An open API service indexing awesome lists of open source software.

https://github.com/pyro-ppl/brmp

Bayesian Regression Models in Pyro
https://github.com/pyro-ppl/brmp

Last synced: 9 months ago
JSON representation

Bayesian Regression Models in Pyro

Awesome Lists containing this project

README

          

# Bayesian Regression Models

This is an attempt to implement
a [brms](https://github.com/paul-buerkner/brms)-like library in
Python.

It allows Bayesian regression models to be specified using (a subset
of) the lme4 syntax. Given such a description and a pandas data frame,
the library generates model code and design matrices, targeting
either [Pyro](https://pyro.ai/)
or [NumPyro](https://github.com/pyro-ppl/numpyro).

## Resources

* [API documentation](https://brmp.readthedocs.io/en/latest/).
* [Examples](https://nbviewer.jupyter.org/github/pyro-ppl/brmp/tree/master/brmp/examples/).
Notebooks showing the library been used to fit models to data.

## Current Status

### Model Specification

#### Formula

Here are some example formulae that the system can handle:

| Formula | Description |
|----|----|
| `y ~ x` | Population-level effects |
| `y ~ 1 + x` ||
| `y ~ x1:x2` | Interaction between variables |
| `y ~ 1 + x0 + (x1 \| z)` | Group-level effects |
| `y ~ 1 + x0 + (1 + x1 \| z)` ||
| `y ~ 1 + x0 + (1 + x1 \|\| z)` | No correlation between group coefficients |
| `y ~ 1 + x0 + (1 + x1 \| z1:z2)` | Grouping by multiple factors (untested) |
| `y ~ 1 + x0 + (x1 \| z0) + (1 + x2 \|\| z1)` | Combinations of the above |

#### Priors

Custom priors can be specified at various levels of granularity.
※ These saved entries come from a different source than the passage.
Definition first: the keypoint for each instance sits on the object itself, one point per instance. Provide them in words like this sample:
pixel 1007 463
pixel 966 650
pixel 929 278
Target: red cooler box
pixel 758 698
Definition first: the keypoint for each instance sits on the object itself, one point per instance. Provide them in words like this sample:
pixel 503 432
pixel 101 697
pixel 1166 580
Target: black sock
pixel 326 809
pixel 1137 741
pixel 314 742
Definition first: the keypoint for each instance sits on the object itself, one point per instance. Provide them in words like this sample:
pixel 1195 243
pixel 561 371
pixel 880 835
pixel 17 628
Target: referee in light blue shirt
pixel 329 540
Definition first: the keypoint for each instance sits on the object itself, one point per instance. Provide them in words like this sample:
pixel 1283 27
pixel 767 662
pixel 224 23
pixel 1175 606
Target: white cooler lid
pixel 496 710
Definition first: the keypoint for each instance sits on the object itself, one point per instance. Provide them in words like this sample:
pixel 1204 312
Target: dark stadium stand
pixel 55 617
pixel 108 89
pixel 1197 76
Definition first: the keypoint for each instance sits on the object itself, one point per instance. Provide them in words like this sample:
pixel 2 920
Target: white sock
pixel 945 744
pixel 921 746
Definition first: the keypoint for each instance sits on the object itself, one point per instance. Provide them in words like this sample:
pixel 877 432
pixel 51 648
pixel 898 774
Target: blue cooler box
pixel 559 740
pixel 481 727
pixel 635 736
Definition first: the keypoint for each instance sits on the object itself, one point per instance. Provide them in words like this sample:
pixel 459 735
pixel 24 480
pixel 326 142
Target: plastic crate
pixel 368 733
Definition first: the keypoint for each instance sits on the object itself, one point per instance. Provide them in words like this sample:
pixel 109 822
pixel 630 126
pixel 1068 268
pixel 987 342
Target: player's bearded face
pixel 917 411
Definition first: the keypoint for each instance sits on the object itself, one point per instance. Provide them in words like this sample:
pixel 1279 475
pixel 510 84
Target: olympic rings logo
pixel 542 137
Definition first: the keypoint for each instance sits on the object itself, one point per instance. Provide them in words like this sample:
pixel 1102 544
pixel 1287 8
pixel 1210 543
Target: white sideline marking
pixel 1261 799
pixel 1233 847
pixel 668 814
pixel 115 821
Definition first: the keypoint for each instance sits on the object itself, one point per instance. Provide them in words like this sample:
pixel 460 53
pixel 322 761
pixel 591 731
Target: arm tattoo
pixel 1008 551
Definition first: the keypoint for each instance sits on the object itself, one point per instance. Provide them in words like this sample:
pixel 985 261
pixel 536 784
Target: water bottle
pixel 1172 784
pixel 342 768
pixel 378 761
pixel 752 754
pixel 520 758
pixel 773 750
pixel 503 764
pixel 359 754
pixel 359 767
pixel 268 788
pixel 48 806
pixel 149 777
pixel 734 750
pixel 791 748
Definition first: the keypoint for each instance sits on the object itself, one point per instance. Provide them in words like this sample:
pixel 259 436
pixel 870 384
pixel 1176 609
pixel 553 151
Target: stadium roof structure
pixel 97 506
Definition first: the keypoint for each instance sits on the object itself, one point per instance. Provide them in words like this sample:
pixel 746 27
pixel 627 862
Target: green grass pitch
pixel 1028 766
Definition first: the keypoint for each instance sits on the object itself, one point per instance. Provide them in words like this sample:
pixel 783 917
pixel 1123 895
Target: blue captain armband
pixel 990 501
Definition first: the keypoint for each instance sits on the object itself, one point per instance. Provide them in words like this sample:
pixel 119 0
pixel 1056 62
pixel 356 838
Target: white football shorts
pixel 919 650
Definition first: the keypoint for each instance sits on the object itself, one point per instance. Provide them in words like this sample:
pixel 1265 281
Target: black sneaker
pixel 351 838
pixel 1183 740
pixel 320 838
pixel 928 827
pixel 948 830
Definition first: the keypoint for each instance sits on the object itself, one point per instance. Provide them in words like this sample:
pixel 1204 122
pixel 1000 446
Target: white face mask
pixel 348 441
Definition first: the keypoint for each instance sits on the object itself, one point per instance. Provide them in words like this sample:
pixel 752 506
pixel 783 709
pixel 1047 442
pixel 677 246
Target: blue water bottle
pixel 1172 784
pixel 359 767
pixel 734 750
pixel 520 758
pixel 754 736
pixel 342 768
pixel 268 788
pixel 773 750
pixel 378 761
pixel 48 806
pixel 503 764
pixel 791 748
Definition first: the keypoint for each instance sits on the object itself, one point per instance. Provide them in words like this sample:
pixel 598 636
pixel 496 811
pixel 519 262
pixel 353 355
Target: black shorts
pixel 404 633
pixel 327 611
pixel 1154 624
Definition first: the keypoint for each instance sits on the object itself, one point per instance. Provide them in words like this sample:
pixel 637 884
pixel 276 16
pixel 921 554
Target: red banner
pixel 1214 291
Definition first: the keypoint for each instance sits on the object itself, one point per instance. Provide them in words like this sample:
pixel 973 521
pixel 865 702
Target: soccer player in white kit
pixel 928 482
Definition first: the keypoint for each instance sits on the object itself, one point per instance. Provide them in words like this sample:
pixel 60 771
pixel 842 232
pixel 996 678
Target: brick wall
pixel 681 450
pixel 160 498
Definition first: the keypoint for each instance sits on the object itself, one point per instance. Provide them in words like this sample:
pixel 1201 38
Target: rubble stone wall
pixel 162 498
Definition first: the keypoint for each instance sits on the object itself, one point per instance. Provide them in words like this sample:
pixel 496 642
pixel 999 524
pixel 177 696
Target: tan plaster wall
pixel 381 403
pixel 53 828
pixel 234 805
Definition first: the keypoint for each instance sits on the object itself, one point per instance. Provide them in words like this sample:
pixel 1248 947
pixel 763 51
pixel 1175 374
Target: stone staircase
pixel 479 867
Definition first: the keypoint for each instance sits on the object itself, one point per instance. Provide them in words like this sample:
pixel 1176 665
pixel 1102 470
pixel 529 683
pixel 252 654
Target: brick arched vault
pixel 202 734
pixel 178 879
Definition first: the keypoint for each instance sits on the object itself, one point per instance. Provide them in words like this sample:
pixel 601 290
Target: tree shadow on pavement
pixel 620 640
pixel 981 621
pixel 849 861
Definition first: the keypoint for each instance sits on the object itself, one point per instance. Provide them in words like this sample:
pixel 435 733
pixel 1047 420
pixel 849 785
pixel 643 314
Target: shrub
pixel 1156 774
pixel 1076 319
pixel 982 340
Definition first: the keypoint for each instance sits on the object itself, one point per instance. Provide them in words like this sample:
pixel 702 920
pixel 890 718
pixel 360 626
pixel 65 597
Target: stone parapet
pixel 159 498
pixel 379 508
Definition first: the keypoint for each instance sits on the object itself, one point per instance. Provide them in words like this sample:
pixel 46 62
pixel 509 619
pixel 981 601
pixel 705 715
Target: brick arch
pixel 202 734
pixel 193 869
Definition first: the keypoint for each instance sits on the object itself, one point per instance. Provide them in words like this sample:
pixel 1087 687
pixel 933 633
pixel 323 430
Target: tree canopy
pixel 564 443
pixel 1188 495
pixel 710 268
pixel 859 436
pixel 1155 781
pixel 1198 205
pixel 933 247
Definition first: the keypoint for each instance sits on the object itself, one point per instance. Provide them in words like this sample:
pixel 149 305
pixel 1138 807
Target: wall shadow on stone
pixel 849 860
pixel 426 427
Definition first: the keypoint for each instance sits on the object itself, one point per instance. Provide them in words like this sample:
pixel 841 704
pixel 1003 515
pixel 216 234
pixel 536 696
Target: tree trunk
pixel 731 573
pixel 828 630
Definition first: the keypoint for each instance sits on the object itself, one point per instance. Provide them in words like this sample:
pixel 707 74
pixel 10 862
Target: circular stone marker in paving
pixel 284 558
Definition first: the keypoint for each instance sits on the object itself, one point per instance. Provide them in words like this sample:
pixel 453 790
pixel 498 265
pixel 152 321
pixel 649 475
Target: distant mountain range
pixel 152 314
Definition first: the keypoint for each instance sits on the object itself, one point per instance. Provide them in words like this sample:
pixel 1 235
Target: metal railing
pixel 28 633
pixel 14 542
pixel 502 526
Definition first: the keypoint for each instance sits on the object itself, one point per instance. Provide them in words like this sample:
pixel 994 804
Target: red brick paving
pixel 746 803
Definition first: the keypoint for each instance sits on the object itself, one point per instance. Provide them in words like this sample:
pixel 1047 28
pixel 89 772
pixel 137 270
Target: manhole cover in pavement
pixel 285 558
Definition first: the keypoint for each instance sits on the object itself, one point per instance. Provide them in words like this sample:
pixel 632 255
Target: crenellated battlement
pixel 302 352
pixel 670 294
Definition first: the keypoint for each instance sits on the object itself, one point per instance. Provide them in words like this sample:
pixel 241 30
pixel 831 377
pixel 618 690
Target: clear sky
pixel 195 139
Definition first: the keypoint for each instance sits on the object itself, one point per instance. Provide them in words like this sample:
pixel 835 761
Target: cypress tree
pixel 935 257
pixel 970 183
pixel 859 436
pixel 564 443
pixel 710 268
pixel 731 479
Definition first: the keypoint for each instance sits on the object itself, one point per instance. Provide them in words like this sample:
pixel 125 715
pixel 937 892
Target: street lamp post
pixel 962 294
For
example, users can specify:

* A prior to be used for every population-level coefficient.
* A prior to be used for a particular population-level coefficient.
(The system is aware of the coding used for categorical
columns/factors in the data frame, which allows priors to be
assigned to the coefficient corresponding to a particular level of a
factor.)
* A prior to be used for all columns of the standard deviation
vector in every group.
* A prior to be used for all columns of the standard deviation
vector in a particular group.
* A prior to be used for a particular coefficient of the standard
deviation vector in a particular group.
* etc.

Users can give multiple such specifications and they combine in a
sensible way.

#### Response Families

The library supports models with either (uni-variate) Gaussian or
Binomial (inc. Bernoulli) distributed responses.

### Inference

The Pyro back end supports both NUTS and SVI for inference. The
NumPyro backend supports only NUTS.

The library includes the following functions for working with
posteriors:

* `marginals(...)`: This produces a model summary similar to that
obtained by doing `fit <- brm(...) ; fit$fit` in brms.
* `fitted(...)`: This implements some of the functionality available
in brms through
the [`fitted`](https://rdrr.io/cran/brms/man/fitted.brmsfit.html)
and [`predict`](https://rdrr.io/cran/brms/man/predict.brmsfit.html)
methods.

## Limitations

* All formula terms must be column names. Expressions such as
`sin(x1)` or `I(x1*x2)` are not supported.
* The `*` operator is not supported. (Though the model `y ~ 1 + x1*x2`
can be specified with the formula `y ~ 1 + x1 + x2 + x1:x2`.)
* The `/` operator is not supported. (Though the model `y ~ ... |
g1/g2` can be specified with the formula `y ~ (... | g1) + (... |
g1:g2)`.)
* The syntax for removing columns is not supported. e.g. `y ~ x - 1`
* The response is always uni-variate.
* Parameters of the response distribution cannot take their values
from the data. e.g. The number of trials parameter of Binomial can
only be set to a constant, and cannot vary across rows of the data.
* Only a limited number of response families are supported. In
particular, Categorical responses (beyond the binary case) are not
supported.
* Some priors used in the generated code don't match those generated
by brms. e.g. There's no Half Student-t distribution, setting prior
parameters based on the data isn't supported.
* The centering data transform, performed by brms to improve sampling
efficiency, is not implemented.
* This doesn't include any of the fancy stuff brms does, such as its
extensions to the lme4 grouping syntax, splines, monotonic effects,
GP terms, etc.
* The `fitted` function does not implement all of the functionality of
its analogue in brms.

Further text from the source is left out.